Burdick crashed in all four races last season. In Tahoe, he broke his left wrist. In Copper Mountain, Colo., the following weekend, he went into a turn too fast — he can shred upward of 40 mph — and plowed into an icy berm, getting knocked out cold and waking up with a dislocated shoulder and two broken ribs.

But he took second at the first-ever U.S. Paralympics Snowboarding National Championships at Copper Mountain in April, and when it was announced in May that boardercross will become the first-ever Paralympic event for snowboarders, "it turned into a huge opportunity," he says.

Currently ranked eighth in the world, he hopes to rack up enough points on the World Cup circuit for a ticket to Sochi in February. Team Utah Canyons coach Todd Johnson — a former Army infantryman himself — says it's possible, but there are challenges.
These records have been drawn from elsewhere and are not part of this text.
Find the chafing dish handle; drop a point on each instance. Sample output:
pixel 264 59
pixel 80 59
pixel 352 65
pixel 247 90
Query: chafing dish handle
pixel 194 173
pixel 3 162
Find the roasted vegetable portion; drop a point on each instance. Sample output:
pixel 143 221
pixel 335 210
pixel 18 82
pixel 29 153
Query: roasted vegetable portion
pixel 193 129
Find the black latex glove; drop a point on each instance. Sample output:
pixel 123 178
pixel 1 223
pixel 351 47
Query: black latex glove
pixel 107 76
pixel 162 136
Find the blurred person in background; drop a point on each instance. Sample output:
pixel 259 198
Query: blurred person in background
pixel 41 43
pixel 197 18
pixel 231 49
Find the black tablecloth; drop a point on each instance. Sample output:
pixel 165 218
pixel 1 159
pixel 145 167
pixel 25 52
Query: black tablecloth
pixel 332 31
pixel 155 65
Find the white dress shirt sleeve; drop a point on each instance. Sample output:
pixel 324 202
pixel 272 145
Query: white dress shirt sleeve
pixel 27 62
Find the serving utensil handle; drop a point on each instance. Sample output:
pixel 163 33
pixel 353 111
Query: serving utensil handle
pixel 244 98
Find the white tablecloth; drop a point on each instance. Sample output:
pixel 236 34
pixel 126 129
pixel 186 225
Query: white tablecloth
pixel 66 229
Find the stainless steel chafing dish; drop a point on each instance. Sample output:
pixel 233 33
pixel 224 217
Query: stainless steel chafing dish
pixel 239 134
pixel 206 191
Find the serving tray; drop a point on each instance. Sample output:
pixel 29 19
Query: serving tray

For starters, Burdick is adjusting to a specialized racing board he bought in the spring. He's also still improving his ability to go over bumps and jumps without catching air and thus slowing down. Unlike some opponents, Burdick can't use either calf muscle and has to leverage his upper body to stay grounded. But Johnson thinks that it will click someday soon.

"He's got the size, he's got the skill and the mindset to be a dominating force," Johnson says. "Once it all comes together, look out."

Like many athletes on the U.S. Paralympic team, Burdick is raising money through the gofundme crowdfunding site.

He lives in a fifth-wheel trailer off his military pension and support from the Team Semper Fi nonprofit for disabled athletes, but his training schedule gives him little time for work and "he's always been too proud to accept any help," from his family, said his sister Amika. "He's not living it up."

After taking seventh in the World Cup opener last month in the Netherlands, he has four races in January — two at Copper Mountain and then two at Big White in British Columbia — to determine whether he goes for gold. He'll have more surgery next summer and may yet opt to amputate his legs, but Russia comes first.

"I see myself making it. I'm going to make it. That's my only focus right now."